How might purine intake trigger acute attacks of gout?

In tissues, MSU crystal formation depends on several factors, particularly, the local concentration of urate. The solubility of urate in joint fluids also depends on the articular hydration state, temperature, pH, concentration of cations and presence of extracellular matrix proteins such as proteoglycans, collagens and chondroitin sulphate.1 An increase in urate levels per se cannot trigger flares, as has been well demonstrated with intra-articular injections of uric acid not inducing inflammatory arthritis, as compared with MSU crystal injections.22 In addition, and in contrast with MSU crystal dissolution which occurs rapidly after urate lowering, nucleation and then crystal growth is slow. The growth of crystals usually seen by polarised light microscopy usually takes months or years,23 so a transient increase in urate levels after, for example, high purine intake, is unlikely to acutely promote crystal formation. By contrast, a decrease in urate levels will be followed by rapid dissolution of synovial tophi within joints that will lead to crystal shedding, and facilitates the interaction of crystals with the synovial cell lining and residential inflammatory cells.
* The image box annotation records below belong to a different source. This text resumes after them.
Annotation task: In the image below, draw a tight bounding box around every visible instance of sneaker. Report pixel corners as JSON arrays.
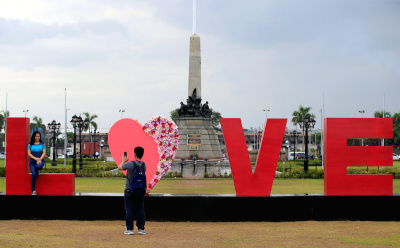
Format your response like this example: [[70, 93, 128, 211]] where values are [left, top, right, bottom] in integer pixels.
[[124, 230, 133, 235]]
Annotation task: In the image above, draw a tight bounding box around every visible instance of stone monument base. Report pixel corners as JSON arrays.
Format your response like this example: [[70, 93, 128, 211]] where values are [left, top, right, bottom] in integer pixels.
[[175, 117, 222, 160]]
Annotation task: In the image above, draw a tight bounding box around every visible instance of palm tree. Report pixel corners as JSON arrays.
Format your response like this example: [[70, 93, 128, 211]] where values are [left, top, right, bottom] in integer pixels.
[[292, 105, 315, 150], [374, 111, 392, 118], [30, 116, 46, 136], [0, 110, 10, 132], [83, 112, 98, 156]]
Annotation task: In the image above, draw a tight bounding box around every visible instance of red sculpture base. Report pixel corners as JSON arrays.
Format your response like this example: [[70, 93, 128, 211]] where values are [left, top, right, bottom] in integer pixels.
[[6, 118, 75, 195]]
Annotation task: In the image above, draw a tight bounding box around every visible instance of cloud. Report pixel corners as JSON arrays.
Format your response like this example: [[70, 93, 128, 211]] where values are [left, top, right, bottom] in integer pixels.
[[0, 0, 400, 133]]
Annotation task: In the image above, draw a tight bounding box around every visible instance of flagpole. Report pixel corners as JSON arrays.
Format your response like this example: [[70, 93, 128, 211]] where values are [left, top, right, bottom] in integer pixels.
[[64, 88, 67, 168], [4, 93, 8, 168]]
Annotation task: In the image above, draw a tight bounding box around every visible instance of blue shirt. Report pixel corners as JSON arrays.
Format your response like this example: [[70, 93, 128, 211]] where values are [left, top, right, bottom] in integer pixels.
[[28, 143, 46, 161]]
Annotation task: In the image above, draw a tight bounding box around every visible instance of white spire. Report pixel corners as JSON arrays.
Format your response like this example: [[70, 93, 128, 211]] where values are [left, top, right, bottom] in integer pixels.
[[193, 0, 197, 34]]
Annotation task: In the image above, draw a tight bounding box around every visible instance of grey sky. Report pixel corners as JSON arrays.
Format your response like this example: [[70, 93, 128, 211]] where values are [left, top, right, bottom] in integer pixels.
[[0, 0, 400, 134]]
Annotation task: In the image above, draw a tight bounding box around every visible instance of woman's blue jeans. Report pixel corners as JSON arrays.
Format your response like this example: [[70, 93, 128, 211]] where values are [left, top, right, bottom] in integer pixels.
[[124, 189, 145, 230], [29, 161, 38, 192]]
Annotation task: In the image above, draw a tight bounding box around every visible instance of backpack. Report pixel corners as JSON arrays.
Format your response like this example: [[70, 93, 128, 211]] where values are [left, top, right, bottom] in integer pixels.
[[29, 142, 46, 170], [129, 162, 147, 195]]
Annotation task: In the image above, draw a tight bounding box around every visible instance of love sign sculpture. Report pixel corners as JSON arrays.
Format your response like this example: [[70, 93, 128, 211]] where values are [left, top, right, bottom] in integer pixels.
[[6, 116, 393, 196], [220, 118, 393, 196], [6, 118, 75, 195], [108, 116, 179, 191]]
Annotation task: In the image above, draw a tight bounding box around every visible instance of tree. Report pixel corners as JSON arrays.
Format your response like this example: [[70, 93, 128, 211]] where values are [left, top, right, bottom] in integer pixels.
[[169, 108, 179, 123], [169, 108, 222, 130], [374, 111, 392, 118], [83, 112, 98, 156], [67, 132, 74, 142], [211, 109, 222, 130], [374, 111, 397, 146], [0, 110, 10, 132], [292, 105, 315, 150], [393, 113, 400, 147]]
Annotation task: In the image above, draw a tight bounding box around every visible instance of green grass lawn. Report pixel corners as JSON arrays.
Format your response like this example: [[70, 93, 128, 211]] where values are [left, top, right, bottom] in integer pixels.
[[0, 177, 400, 194]]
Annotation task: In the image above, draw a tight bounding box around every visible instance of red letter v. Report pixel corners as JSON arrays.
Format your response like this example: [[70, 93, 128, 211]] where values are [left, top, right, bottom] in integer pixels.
[[220, 118, 287, 196]]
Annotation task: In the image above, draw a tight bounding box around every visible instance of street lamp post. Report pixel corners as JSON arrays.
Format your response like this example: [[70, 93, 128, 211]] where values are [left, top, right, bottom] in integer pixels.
[[263, 109, 269, 120], [78, 116, 86, 170], [71, 115, 80, 173], [119, 109, 125, 119], [90, 130, 100, 158], [358, 110, 365, 146], [299, 114, 315, 172], [47, 120, 61, 166]]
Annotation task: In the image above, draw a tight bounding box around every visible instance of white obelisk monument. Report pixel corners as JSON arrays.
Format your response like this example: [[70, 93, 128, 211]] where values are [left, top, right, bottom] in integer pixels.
[[175, 0, 222, 168]]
Thus, acute high purine intake is unlikely to trigger flare by acute crystallisation of MSU in synovial fluid. Therefore, one hypothesis could be that other components of meat and seafood could be responsible for triggering gout attacks. Potential candidates include high levels of free fatty acids (FFAs), which are increased after heavy eating or alcohol consumption.24 Indeed, Joosten et al,25 besides others,26 demonstrated that pure MSU crystals alone could not induce IL-1β production from primary human peripheral blood mononuclear cells, or from mouse peritoneal macrophages. They have shown that the 18-carbon fatty acid was the most effective lipid for stimulating IL-1β in combination with MSU crystals. FFAs, in the presence of MSU crystals, induced a substantial release of IL-1β after the engagement of Toll-like receptor 2 (TLR2) but not TLR4, and this effect depended on activation of caspase 1 and Apoptosis-associated speck-like protein containing a CARD (ASC) but not NALP3, a finding that differed from that reported by others.2 According to Dinarello, these results suggest that MSU crystals need a second signal for inducing IL-1β via TLR2, the signal being an increase in levels of serum lipids, thus allowing for the synthesis, processing and release of IL-1β, and initiating clinical inflammation.27 Studies of dietary products able to acutely increase urate levels but containing no FFAs would be of interest to test whether the intake of FFAs and not purine, triggers gout attacks.